By utilizing the base model class, the framework handles the creation of an appropriate training loop to train our model efficiently and effectively. This streamlines the model-building process and allows us to focus on defining the components and loss computation specific to our recommendation task.

In [None]:
class MovielensModel(tfrs.Model):

    def __init__(self, user_model, movie_model):
        super().__init__()
        self.movie_model: tf.keras.Model = movie_model
        self.user_model: tf.keras.Model = user_model
        self.task: tf.keras.layers.Layer = task

    def compute_loss(self, features: Dict[Text, tf.Tensor], training=False) -> tf.Tensor:
        # We pick out the user features and pass them into the user model.
        user_embeddings = self.user_model(features["user_id"])
        # And pick out the movie features and pass them into the movie model,
        # getting embeddings back.
        positive_movie_embeddings = self.movie_model(features["movie_title"])

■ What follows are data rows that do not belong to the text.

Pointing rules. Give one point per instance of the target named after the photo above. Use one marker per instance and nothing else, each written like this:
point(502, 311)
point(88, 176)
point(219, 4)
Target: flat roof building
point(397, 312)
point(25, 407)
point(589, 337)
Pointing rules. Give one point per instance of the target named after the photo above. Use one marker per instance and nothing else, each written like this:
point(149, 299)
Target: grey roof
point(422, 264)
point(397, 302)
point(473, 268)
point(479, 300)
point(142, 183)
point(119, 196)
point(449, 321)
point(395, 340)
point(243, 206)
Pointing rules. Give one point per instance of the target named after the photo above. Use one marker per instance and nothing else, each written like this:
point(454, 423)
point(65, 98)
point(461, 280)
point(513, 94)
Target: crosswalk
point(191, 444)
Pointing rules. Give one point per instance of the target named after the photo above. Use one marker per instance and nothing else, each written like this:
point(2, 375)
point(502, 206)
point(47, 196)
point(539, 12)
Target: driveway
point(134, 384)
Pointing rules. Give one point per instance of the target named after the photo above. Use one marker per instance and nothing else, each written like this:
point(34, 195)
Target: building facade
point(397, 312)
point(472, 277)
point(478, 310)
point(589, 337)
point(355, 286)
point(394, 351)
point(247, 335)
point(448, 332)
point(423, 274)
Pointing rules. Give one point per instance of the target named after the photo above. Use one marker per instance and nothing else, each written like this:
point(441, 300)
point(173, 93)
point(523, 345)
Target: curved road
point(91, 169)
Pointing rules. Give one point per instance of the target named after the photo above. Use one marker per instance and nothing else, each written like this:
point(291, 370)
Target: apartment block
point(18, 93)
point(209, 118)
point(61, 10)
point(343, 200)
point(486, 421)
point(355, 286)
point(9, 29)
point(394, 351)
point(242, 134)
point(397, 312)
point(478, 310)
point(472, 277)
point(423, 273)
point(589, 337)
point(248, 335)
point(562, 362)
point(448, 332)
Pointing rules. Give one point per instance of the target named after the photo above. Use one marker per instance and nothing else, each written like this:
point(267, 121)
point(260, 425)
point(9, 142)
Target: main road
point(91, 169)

        # The task computes the loss and the metrics.
        return self.task(user_embeddings, positive_movie_embeddings)

The `tfrs.Model` base class is a simply convenience class: it allows us to compute both training and test losses using the same method.

Under the hood, it's still a plain `Keras` model. 

# Step 3: Model Training, Fitting & Evaluation


In [None]:
# model instantiation
model = MovielensModel(user_model, movie_model)
model.compile(optimizer=tf.keras.optimizers.Adagrad(learning_rate=0.1))

In [None]:
# shuffle, batch, and cache the training and evaluation data
cached_train = train.shuffle(100_000).batch(8192).cache()
cached_test = test.batch(4096).cache()

In [None]:
# train the model
model.fit(cached_train, epochs=3)

In [None]:
# evaluate on the test set
model.evaluate(cached_test, return_dict=True)

# Step 4: Making Predictions

In [None]:
# Create a model that takes in raw query features, and
index = tfrs.layers.factorized_top_k.BruteForce(model.user_model)

# recommends movies out of the entire movies dataset.
index.index(movies.batch(100).map(model.movie_model), movies)

# Get recommendations.
_, titles = index(tf.constant(["42"]))
print(f"Recommendations for user 42: {titles[0, :5]}")